What Does Flood Insurance Cover?

Flood insurance isn’t something to look over, especially if you live in a part of the country prone to hurricanes. If you have a basement, you should think about getting coverage anyway since they can flood during heavy rainfall. You’ll know if floods are more likely to happen in your state if flood insurance is more expensive, but do you specifically need it? Let’s look at what flood insurance covers, so you can make your own choice.

Standard Home Insurance

Homeowners insurance doesn’t cover any flood damage, but it will cover a small amount if it rains. If your home is overrun from rising bodies of water like streams, rivers, oceans, or lakes, you won’t be covered.

There are 2 Standard Insurance Packages from NFIP

The National Food Insurance Program of the US covers your personal property, or your actual home. Home insurance covers up to $250,000, while personal property is up to $100,000. If the damage is too severe for you to clean up yourself, consider hiring a restoration company.

What It Covers

NFIP covers the cost to rebuild, or the value of the home – whichever is the cheapest.
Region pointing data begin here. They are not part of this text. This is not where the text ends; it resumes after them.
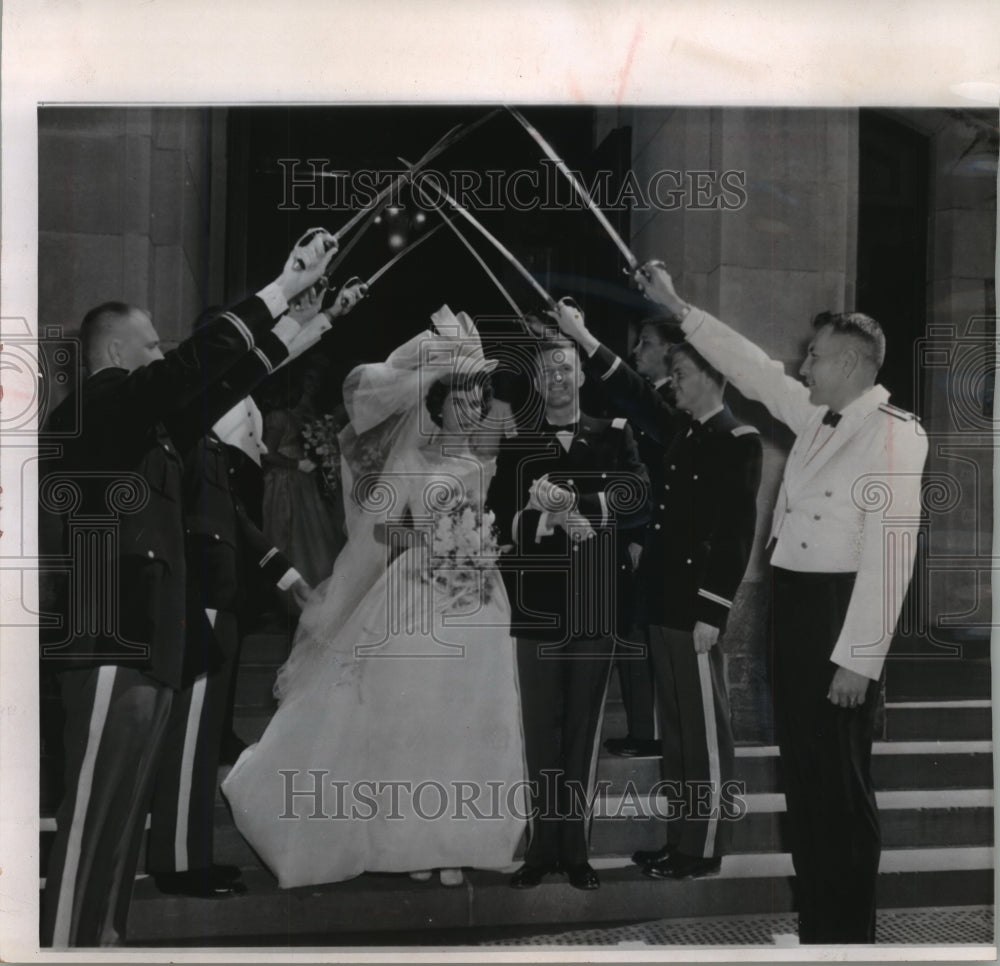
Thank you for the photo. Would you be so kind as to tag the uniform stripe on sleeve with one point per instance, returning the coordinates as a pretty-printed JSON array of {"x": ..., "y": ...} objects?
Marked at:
[
  {"x": 71, "y": 867},
  {"x": 715, "y": 598},
  {"x": 240, "y": 327},
  {"x": 263, "y": 358}
]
Home insurance covers the following damages.

  • The foundation of your home
  • Plumbing and electrical systems
  • Furnaces, water heaters, and air conditioners
  • Most kitchen appliances like stove, dishwasher and refrigerator
  • Installed carpeting
  • Installed paneling, wallboards, cabinets, and bookcases
  • Garages that are detached
  • Removal of debris
  • Water heaters

Personal property insurance covers your own property. Personal property covers the following damages.

  • Electronic equipment, clothing, furniture
  • Detachable AC units
  • Curtains
  • Detached dishwashers and microwaves
  • Carpets that aren’t permanently attached
  • Washer and dryer
  • Deep freezers and food kept inside
  • Valuables up to $2500

Keep in mind that personal possession claims are based on what the item is worth at the time they’re destroyed. If you have something that’s priceless, it may not be covered. It’s best to keep receipts on the upper floor so you can prove your purchase.
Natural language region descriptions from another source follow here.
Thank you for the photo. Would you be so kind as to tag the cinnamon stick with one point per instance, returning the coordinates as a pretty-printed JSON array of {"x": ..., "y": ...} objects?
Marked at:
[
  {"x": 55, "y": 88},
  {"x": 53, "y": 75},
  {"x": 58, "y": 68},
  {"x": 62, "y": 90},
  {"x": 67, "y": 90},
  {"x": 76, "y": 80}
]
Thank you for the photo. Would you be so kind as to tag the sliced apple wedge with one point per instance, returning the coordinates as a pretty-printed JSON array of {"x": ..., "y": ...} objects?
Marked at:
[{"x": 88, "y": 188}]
Basements have Limited Coverage

It’s a great idea to get coverage for your basement because it’s the most likely to be flooded. Basements have limited coverage though, so if you’re getting it just for a flooded basement your insurance won’t cover the following damages.

  • Paneling
  • Bookcases
  • Tile, carpeting, floor coverings
  • Some drywall
  • Window treatments
  • Personal property

What the NFIP will Never Cover

If you have anything in a , or if it belongs in a bank like bearer bonds, precious metals, stock certificates and cash it won’t be covered. Not only are the more expensive, but they’re difficult to prove. NFIP won’t cover the following damages.

  • Boat houses
  • Swimming pools
  • Fences
  • Decks
  • Septic systems
  • Plants and trees
  • Wells
  • Walkways
  • Patios
  • Hot tubs
  • Sewer backups
  • Retaining walls
  • Post-flood mold damage
  • Storm shelters
  • Cars
  • Loss of income
  • Temporary housing

The Fine Print

Water that severely damages your home could be covered by the NFIP depending on the circumstance. For example, you could be given up to $30,000 to move your home. Coving your home will cost around $600-$800 a year, but it depends on your deductible.